Fortes et al. assessed the value of SNAPPE-II (score for neonatal acute physiology and perinatal extension) in predicting ROP but they could not find a significant association between the SNAPPE-II scores and the risk of ROP development (
31). Fleck et al. found a correlation between international differences in ROP treatment rates within BOOST (benefits of oxygen saturation targeting) and international variation in ROP grading. They proposed strong needs for enhancement in the standardization of the diagnosis of ROP treatment-requiring, training in the grading of ROP, implementation of international approach, and ROP image analysis software (
26).
The results of present study have demonstrated that designing data mining techniques to suggest a ROP treatment-requiring model could improve clinical outcomes. Both proposed diagnostic models including Random Forestand Naive Bayes models had high sensitivity by 77.14%. Regarding specificity, the Naive Bayes model with 94.29% was the best among the four techniques. Therefore Bayes' model with high sensitivity and specificity may be suggested as a screening treatment-requiring model. Previous studies have also shown that naïve Bayes is suitable for a small dataset with high correlation between the task and other non-task attribute variables (
32). Moreover, of all data mining techniques, the Decision Tree model with reasonable sensitivity and specificity (71.43 & 100 %) using two variables composed of oxygen therapy duration and units of blood infusion could assess the trend of the screening process. Furthermore, the decision tree technique had the manual capability and there was no computer systems requirement. Consistent with our findings, Ray et al implemented machine learning to predict the incidence of ROP. Three class problems including No ROP, Regressed ROP and Progressed ROP were entered the study. Their results have indicated the Decision Tree model with the highest accuracy (83.26%) and the least false negative values could be used as a preferable screening ROP model (
33). Other systems using the machine learning model could diagnose pre-plus and plus diseases based on ROP Imaging and Informatics data (
34-
37); however, with regard to ROP treatment-requiring, no significant correlation was observed. It is supposed that our designed models would be preferentially applied because of considering multiple risk factors affecting the development of ROP, as well as higher sensitivity and specificity rates.

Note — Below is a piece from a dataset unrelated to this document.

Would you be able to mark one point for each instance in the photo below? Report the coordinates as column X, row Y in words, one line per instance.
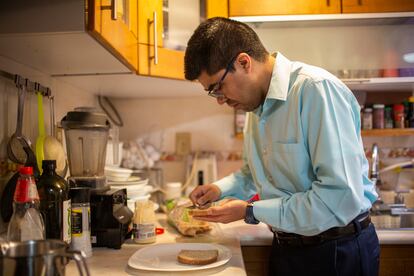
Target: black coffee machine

Our study had some limitations. Machine learning algorithms require a huge number of samples for training (
38,
39). However, collecting large number of samples is not always feasible. This is especially true in the medical field, when we are dealing with data on a rare disease or when, for whatever reason, limited samples are available (
40,
41), besides, in this study, it was not possible to select a larger sample size due to the low prevalence of ROP in Iran.
Elimination of a few medical records that had missing data related risk factors and ROP prognosis, variance in diagnostic methods, and a single population were other limitations of the present study. These limitations could affect the accuracy of software algorithms and prediction ability. Further studies with larger sample size are strongly suggested.
5.1. Conclusion
The results of the present study have demonstrated that data mining techniques could be effectively implemented in ROP screening programs. Among the four techniques, the performance of the Naive Bayes model was the best regarding its sensitivity and specificity.